We anticipate that the expression of RSV G and F from rB/HPIV3 will not be associated with immune-mediated enhanced pathogenicity upon RSV challenge in primates, since this was our experience with vaccinia virus recombinants expressing G or F (21
). In certain inbred strains of mice, dermal immunization with RSV G alone, expressed from a vaccinia virus vector, primed for enhanced disease upon RSV challenge (1
). It is not clear whether this phenomenon is specific to these particular conditions in the mouse model or whether it has wider significance. Since BPIV3 grows poorly in mice, we have not evaluated possible immunopotentiation in that model. However, the possibility of vaccine-specific effects will be carefully evaluated in future studies in primates.

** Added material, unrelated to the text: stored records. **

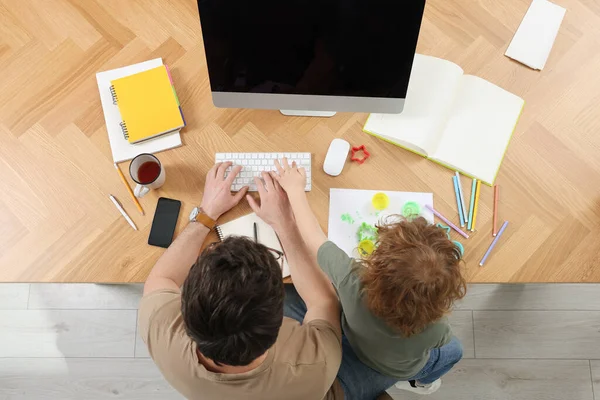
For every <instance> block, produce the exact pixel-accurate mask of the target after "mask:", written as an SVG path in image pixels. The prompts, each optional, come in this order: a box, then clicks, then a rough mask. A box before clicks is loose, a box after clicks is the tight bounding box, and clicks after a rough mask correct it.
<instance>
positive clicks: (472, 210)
mask: <svg viewBox="0 0 600 400" xmlns="http://www.w3.org/2000/svg"><path fill="white" fill-rule="evenodd" d="M476 187H477V179H473V185H471V204H469V221H468V224H467V229H468V230H472V229H471V226H472V225H473V207H474V206H475V189H476Z"/></svg>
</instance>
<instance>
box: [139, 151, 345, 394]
mask: <svg viewBox="0 0 600 400" xmlns="http://www.w3.org/2000/svg"><path fill="white" fill-rule="evenodd" d="M230 166H231V163H224V164H217V165H215V166H214V167H213V168H212V169H211V170H210V171H209V172H208V174H207V177H206V183H205V188H204V196H203V199H202V202H201V206H200V207H199V208H197V209H194V212H192V214H191V216H190V223H189V224H188V226H187V227H186V228H185V229H184V231H183V232H182V233H181V234H180V235H179V236H178V237H177V239H176V240H175V241H174V242H173V244H171V246H170V247H169V248H168V249H167V250H166V251H165V253H164V254H163V256H162V257H161V258H160V259H159V260H158V262H157V263H156V265H155V266H154V268H153V269H152V271H151V273H150V275H149V276H148V279H147V281H146V284H145V286H144V297H143V298H142V301H141V304H140V311H139V321H138V323H139V331H140V334H141V336H142V338H143V340H144V342H145V343H146V344H147V346H148V349H149V351H150V354H151V356H152V358H153V360H154V361H155V363H156V364H157V365H158V367H159V369H160V370H161V372H162V373H163V375H164V376H165V378H166V379H167V380H168V381H169V382H170V383H171V385H172V386H173V387H175V389H177V390H178V391H179V392H180V393H181V394H183V395H184V396H186V397H187V398H189V399H248V400H254V399H256V400H258V399H261V400H263V399H267V400H268V399H298V400H300V399H302V400H305V399H336V400H337V399H343V398H344V395H343V392H342V388H341V386H340V384H339V382H338V381H336V380H335V377H336V373H337V372H338V368H339V366H340V362H341V358H342V353H341V328H340V308H339V303H338V300H337V297H336V294H335V290H334V289H333V287H332V285H331V283H330V282H329V279H328V278H327V276H326V275H325V274H324V273H323V272H322V271H321V269H320V268H319V267H318V265H317V264H316V261H315V260H314V259H313V258H312V257H309V256H308V250H307V248H306V246H305V244H304V242H303V241H302V239H301V238H300V234H299V232H298V229H297V228H296V224H295V223H294V217H293V214H292V212H291V208H290V207H289V202H288V201H287V197H286V195H285V192H283V190H282V189H281V188H280V187H279V186H278V184H277V183H276V182H274V181H273V180H272V179H271V177H270V176H269V175H267V174H264V175H263V179H264V183H263V181H259V180H258V179H257V180H256V181H257V186H258V188H259V193H260V197H261V204H260V206H259V205H258V204H257V203H256V202H255V201H254V200H253V199H252V198H251V197H250V196H248V197H247V198H248V201H249V202H250V205H251V206H252V208H253V209H254V210H255V211H256V212H257V214H258V215H259V216H260V217H261V218H262V219H263V220H264V221H265V222H267V223H269V224H270V225H271V226H272V227H273V228H274V229H275V231H276V232H277V235H278V236H279V238H280V240H281V242H282V245H283V248H284V249H285V252H286V257H287V259H288V263H289V265H290V272H291V276H292V279H293V281H294V284H295V286H296V289H297V291H298V293H299V295H300V296H301V297H302V300H303V305H304V304H305V310H303V311H302V314H304V311H305V314H304V315H303V318H302V320H301V323H300V322H298V321H296V320H294V319H291V318H287V317H284V316H283V300H284V285H283V281H282V277H281V269H280V266H279V264H278V263H277V260H276V258H275V256H274V255H273V254H272V252H271V251H270V250H269V249H267V248H266V247H265V246H263V245H260V244H257V243H254V242H252V241H251V240H248V239H244V238H229V239H226V240H225V241H224V242H222V243H217V244H215V245H213V246H209V247H208V248H206V249H205V250H204V251H203V252H202V254H201V255H200V257H198V254H199V252H200V249H201V246H202V243H203V242H204V240H205V238H206V236H207V234H208V233H209V231H210V229H211V228H212V227H213V226H214V224H215V221H216V220H217V219H218V218H219V217H220V216H221V215H222V214H223V213H225V212H226V211H228V210H229V209H231V208H232V207H234V206H235V205H236V204H238V202H239V201H240V200H241V199H242V197H244V195H245V193H246V191H247V188H244V189H243V190H241V191H239V192H238V193H237V194H235V195H232V194H231V193H230V186H231V182H232V181H233V179H234V178H235V176H236V175H237V174H238V173H239V171H240V169H241V168H240V167H235V168H233V170H232V172H231V173H230V174H229V176H228V177H227V178H225V171H226V169H227V168H229V167H230ZM182 285H183V290H182V291H180V287H181V286H182Z"/></svg>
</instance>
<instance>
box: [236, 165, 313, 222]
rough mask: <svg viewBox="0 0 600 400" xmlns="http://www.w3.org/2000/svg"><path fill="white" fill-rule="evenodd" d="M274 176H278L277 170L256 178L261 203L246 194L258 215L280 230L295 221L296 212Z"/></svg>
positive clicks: (266, 172) (248, 195)
mask: <svg viewBox="0 0 600 400" xmlns="http://www.w3.org/2000/svg"><path fill="white" fill-rule="evenodd" d="M274 176H277V174H276V173H275V172H263V173H262V174H261V177H262V179H259V178H258V177H255V178H254V181H255V183H256V187H257V189H258V193H259V195H260V205H258V203H257V202H256V200H254V198H253V197H252V196H250V195H246V200H248V204H250V207H251V208H252V210H253V211H254V212H255V213H256V215H258V216H259V217H260V218H261V219H262V220H263V221H265V222H266V223H267V224H269V225H271V226H272V227H273V229H275V232H279V230H280V229H283V227H284V226H285V225H289V224H290V223H291V222H293V221H294V213H293V212H292V206H291V205H290V201H289V200H288V198H287V194H286V193H285V191H284V190H283V189H282V188H281V186H279V184H278V183H277V181H275V180H273V177H274ZM302 190H304V188H303V189H302Z"/></svg>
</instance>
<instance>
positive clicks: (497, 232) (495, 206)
mask: <svg viewBox="0 0 600 400" xmlns="http://www.w3.org/2000/svg"><path fill="white" fill-rule="evenodd" d="M498 191H499V189H498V185H494V222H493V225H492V236H496V234H497V233H498V231H497V228H496V227H497V226H498Z"/></svg>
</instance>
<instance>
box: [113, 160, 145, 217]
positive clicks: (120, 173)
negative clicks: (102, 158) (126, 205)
mask: <svg viewBox="0 0 600 400" xmlns="http://www.w3.org/2000/svg"><path fill="white" fill-rule="evenodd" d="M113 165H114V166H115V169H116V170H117V172H118V173H119V177H121V182H123V185H125V187H126V188H127V191H128V192H129V197H131V199H132V200H133V202H134V203H135V205H136V207H137V208H138V210H140V212H141V213H142V215H144V209H143V208H142V205H141V204H140V202H139V201H138V200H137V197H135V195H134V194H133V190H131V187H130V186H129V183H127V179H125V175H123V173H122V172H121V170H120V169H119V166H118V165H117V163H113Z"/></svg>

In summary, the in vitro and in vivo characteristics of rB/HPIV3-G1 and rB/HPIV3-F1 indicate that these viruses are candidates for a bivalent mucosal vaccine against both RSV and HPIV3. Both viruses, as well as a planned virus expressing both G and F, need further characterization with regard to their level of attenuation and their immunogenicity in primates before clinical studies can be initiated. The lack of internal RSV proteins in rB/HPIV3-G1 and rB/HPIV3-F1, and therefore the loss of several cytotoxic T-lymphocyte epitopes, did not seem to impact the immunogenicity and protective efficacy of these viruses (17
). In consideration of the complex immune response induced by RSV, a vectored approach to developing an RSV vaccine may help to achieve the fine balance between immunogenicity and attenuation that is needed.